Magistrado ponente: José Luis Barceló Camacho

República de Colombia Corte Suprema de Justicia 1 Radicación No. 72411 CORTE SUPREMA DE JUSTICIA SALA DE CASACIÓN PENAL SALA SEGUNDA DE DECISIÓN DE TUTELAS JOSÉ LUIS BARCELÓ CAMACHO Magistrado Ponente STP3086-2014 Radicación N° 72411 Aprobado acta N° 075 Bogotá, D.C., trece (13) de marzo de dos mil catorce (2014). V I S T O S Decide la Sala en primera instancia, la demanda de tutela promovida mediante apoderado por el ciudadano RUBÉN DARÍO RUIZ BERRÍO, en procura de amparo para los derechos fundamentales que estima vulnerados por la Fiscalía Segunda Delegada ante el Tribunal Superior de Villavicencio.

I.

ANTECEDENTES Y FUNDAMENTOS DE LA ACCIÓN Según lo refieren las diligencias, el 19 de enero de 2012 el ciudadano RUBÉN DARÍO RUIZ BERRIO radicó denuncia en contra del Juez Segundo Penal del Circuito Especializado de Villavicencio, doctor LUIS HERNEY POLANÍA BARREIRO, por la presunta comisión del delito de prevaricato por acción que se dijo perpetrado en virtud de la sentencia condenatoria proferida en contra del denunciante por los delitos de secuestro simple agravado, concierto para delinquir y constreñimiento ilegal.

La noticia criminal fue asignada para su trámite a la Fiscalía Segunda Delegada ante el Tribunal Superior de Villavicencio, despacho que luego de obtener los elementos materiales probatorios necesarios resolvió el 20 de enero de 2014 archivar las diligencias por atipicidad de los hechos denunciados, en aplicación del artículo 79 de la Ley 906 de 2004.

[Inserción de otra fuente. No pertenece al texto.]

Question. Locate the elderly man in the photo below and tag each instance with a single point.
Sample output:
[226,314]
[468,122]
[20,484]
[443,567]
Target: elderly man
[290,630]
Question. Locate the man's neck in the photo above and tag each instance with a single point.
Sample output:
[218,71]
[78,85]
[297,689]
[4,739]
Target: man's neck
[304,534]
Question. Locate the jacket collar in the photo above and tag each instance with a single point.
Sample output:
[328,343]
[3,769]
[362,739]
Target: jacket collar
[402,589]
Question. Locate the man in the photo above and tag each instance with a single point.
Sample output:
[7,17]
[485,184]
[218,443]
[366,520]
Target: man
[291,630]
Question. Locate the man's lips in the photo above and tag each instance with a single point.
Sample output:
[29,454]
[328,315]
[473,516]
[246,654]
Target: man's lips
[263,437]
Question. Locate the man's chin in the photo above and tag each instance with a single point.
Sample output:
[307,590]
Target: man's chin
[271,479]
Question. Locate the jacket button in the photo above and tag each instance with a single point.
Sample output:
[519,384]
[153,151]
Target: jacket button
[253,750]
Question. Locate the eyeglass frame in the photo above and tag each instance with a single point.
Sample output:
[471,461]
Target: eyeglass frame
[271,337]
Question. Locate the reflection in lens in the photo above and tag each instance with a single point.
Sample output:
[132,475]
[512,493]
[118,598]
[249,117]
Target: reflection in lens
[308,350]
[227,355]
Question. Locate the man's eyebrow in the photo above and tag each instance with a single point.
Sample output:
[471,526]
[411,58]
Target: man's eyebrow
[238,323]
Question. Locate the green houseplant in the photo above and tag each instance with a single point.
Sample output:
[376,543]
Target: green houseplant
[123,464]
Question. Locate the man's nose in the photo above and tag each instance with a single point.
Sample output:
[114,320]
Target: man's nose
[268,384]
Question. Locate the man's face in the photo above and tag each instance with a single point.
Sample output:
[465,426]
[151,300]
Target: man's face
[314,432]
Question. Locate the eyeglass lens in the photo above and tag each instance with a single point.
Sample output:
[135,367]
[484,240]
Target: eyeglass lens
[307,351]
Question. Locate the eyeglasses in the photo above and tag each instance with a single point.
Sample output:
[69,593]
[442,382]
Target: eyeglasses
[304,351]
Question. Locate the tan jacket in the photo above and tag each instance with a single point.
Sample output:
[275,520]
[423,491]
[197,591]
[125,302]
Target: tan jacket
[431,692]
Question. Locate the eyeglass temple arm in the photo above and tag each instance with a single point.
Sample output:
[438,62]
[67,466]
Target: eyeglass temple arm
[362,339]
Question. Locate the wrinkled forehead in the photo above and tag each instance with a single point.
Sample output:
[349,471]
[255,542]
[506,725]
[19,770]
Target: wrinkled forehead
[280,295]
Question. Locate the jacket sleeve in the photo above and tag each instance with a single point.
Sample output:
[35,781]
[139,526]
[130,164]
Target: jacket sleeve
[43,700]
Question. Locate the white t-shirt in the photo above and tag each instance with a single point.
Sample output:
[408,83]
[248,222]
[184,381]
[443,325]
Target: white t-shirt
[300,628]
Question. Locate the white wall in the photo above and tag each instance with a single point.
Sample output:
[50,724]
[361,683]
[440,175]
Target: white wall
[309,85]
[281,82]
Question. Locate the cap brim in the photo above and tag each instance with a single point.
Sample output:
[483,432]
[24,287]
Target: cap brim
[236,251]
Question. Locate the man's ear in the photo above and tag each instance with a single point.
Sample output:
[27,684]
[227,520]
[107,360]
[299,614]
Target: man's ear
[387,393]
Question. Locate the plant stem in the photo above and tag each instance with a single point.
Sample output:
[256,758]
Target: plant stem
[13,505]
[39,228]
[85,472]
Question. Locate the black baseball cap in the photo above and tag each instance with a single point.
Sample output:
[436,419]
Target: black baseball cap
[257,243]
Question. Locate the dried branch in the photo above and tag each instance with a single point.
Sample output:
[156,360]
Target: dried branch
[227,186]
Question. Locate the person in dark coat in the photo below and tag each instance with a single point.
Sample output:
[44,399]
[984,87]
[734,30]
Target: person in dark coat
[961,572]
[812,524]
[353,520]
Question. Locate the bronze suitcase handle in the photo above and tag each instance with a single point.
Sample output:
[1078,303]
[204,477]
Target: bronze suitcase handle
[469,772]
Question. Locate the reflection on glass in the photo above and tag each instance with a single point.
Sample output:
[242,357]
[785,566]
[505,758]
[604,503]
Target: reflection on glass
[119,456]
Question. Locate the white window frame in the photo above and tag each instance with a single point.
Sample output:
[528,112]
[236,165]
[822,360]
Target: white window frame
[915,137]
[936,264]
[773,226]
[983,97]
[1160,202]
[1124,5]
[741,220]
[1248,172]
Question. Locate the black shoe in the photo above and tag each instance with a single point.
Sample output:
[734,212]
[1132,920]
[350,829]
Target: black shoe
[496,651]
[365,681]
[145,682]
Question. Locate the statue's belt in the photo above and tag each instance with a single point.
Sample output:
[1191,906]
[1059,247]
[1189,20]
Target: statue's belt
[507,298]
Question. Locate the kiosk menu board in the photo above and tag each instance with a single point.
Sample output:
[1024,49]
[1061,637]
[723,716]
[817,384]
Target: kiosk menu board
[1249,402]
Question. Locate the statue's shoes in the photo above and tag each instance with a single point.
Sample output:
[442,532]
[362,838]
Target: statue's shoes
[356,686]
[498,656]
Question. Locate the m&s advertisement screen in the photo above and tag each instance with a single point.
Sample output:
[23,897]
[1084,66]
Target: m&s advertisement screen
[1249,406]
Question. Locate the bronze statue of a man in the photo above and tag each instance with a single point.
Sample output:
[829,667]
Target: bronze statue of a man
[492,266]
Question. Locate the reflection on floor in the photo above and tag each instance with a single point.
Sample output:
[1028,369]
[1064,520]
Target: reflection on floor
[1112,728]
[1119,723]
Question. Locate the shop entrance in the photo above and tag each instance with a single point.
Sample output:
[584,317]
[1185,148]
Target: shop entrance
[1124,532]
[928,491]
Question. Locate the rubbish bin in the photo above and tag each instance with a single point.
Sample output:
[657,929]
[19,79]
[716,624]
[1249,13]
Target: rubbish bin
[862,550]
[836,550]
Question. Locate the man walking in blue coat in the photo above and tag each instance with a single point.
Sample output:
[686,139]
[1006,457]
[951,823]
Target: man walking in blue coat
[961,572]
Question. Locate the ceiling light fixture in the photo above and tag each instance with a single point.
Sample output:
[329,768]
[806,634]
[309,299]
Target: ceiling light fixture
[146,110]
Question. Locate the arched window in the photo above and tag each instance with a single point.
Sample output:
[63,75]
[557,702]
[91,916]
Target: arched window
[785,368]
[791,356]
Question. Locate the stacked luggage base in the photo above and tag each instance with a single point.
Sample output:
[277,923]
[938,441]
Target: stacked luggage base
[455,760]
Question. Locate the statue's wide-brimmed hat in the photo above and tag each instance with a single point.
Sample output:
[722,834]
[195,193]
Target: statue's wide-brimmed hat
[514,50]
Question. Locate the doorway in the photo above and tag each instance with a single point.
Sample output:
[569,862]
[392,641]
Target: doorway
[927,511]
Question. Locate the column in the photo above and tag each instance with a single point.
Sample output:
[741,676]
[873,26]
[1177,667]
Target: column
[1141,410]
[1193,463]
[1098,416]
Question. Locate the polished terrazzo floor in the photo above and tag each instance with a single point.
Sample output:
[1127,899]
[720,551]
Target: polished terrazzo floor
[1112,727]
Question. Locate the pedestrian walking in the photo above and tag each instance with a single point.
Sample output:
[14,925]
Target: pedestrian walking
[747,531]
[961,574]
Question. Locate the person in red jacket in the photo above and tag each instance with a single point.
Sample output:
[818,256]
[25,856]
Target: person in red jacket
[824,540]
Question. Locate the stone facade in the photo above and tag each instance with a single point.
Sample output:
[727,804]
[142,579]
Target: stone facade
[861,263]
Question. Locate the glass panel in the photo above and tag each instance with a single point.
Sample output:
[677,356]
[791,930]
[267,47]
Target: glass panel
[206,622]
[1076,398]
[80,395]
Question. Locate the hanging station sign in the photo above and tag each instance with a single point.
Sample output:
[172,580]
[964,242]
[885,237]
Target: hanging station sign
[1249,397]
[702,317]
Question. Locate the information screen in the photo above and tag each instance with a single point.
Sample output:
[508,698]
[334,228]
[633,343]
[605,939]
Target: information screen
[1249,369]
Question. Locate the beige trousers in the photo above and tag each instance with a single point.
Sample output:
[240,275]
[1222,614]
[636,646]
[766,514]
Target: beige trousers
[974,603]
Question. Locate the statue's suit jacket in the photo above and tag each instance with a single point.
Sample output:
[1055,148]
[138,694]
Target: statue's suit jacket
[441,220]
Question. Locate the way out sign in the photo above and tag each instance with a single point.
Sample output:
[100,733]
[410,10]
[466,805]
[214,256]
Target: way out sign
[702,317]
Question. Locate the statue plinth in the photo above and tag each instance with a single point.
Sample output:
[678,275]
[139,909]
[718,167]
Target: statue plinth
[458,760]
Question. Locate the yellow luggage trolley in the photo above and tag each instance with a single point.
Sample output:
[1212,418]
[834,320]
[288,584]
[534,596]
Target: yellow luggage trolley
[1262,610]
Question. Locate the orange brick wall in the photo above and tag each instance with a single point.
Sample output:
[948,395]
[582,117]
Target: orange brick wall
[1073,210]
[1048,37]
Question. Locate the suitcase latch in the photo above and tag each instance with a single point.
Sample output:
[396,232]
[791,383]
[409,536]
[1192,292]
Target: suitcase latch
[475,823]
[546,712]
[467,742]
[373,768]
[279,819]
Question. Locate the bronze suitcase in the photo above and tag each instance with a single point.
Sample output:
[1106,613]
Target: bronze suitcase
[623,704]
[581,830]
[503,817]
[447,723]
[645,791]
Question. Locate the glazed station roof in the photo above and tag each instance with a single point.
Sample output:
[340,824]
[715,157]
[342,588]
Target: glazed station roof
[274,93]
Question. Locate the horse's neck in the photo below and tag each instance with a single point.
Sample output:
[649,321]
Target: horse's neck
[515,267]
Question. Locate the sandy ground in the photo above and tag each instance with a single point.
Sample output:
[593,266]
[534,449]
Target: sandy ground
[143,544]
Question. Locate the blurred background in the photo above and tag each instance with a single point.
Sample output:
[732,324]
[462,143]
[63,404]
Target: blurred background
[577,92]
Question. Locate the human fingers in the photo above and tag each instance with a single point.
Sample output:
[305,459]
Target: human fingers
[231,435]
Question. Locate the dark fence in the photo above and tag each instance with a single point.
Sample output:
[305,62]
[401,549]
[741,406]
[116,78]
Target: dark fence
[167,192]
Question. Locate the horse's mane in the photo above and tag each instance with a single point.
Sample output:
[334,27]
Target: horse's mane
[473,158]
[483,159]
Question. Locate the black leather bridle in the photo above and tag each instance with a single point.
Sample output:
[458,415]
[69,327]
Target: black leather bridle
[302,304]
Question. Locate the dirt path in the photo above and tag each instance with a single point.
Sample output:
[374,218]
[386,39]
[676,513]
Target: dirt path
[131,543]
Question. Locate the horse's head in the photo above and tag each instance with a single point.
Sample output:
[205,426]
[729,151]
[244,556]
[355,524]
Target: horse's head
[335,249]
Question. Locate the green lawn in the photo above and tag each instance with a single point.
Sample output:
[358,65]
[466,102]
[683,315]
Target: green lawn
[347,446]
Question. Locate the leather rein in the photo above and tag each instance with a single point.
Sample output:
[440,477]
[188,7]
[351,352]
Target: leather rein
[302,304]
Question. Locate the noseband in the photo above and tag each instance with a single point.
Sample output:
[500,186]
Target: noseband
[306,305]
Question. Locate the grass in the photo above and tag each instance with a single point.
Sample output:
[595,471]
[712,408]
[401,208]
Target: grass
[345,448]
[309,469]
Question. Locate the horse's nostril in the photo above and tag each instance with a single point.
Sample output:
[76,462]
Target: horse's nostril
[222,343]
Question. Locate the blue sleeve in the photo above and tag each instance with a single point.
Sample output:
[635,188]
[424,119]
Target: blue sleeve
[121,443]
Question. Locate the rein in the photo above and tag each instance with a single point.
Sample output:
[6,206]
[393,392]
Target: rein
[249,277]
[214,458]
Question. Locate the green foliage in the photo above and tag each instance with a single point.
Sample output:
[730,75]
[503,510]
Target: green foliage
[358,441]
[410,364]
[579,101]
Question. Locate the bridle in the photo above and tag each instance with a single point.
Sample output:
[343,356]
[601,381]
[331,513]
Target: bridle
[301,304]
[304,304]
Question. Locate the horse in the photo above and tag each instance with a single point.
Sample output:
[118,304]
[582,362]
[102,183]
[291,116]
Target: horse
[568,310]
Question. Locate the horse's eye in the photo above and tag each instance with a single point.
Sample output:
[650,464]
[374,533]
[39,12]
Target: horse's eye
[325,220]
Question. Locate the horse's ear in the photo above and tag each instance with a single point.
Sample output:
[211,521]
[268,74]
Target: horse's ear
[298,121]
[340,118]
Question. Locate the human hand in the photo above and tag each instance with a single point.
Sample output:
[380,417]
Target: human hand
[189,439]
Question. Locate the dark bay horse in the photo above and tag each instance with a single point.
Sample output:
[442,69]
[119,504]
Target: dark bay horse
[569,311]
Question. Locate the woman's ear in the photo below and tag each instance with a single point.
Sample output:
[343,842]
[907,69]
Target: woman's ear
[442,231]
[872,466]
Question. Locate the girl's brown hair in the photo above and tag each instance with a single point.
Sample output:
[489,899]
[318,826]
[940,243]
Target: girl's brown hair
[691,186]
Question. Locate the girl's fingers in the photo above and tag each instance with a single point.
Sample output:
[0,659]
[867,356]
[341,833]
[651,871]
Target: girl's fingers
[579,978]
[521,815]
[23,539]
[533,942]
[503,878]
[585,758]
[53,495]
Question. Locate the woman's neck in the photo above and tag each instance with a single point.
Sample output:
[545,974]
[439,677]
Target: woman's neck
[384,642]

En tales condiciones el señor RUBÉN DARÍO RUIZ BERRÍO acude mediante apoderado al mecanismo excepcional de la tutela, en procura de amparo para los derechos fundamentales al debido proceso, acceso a la administración de justicia y protección a las víctimas que estima conculcados por la Fiscalía Segunda Delegada ante el Tribunal Superior de Villavicencio, al proferir la orden de archivo dentro de la actuación reseñada.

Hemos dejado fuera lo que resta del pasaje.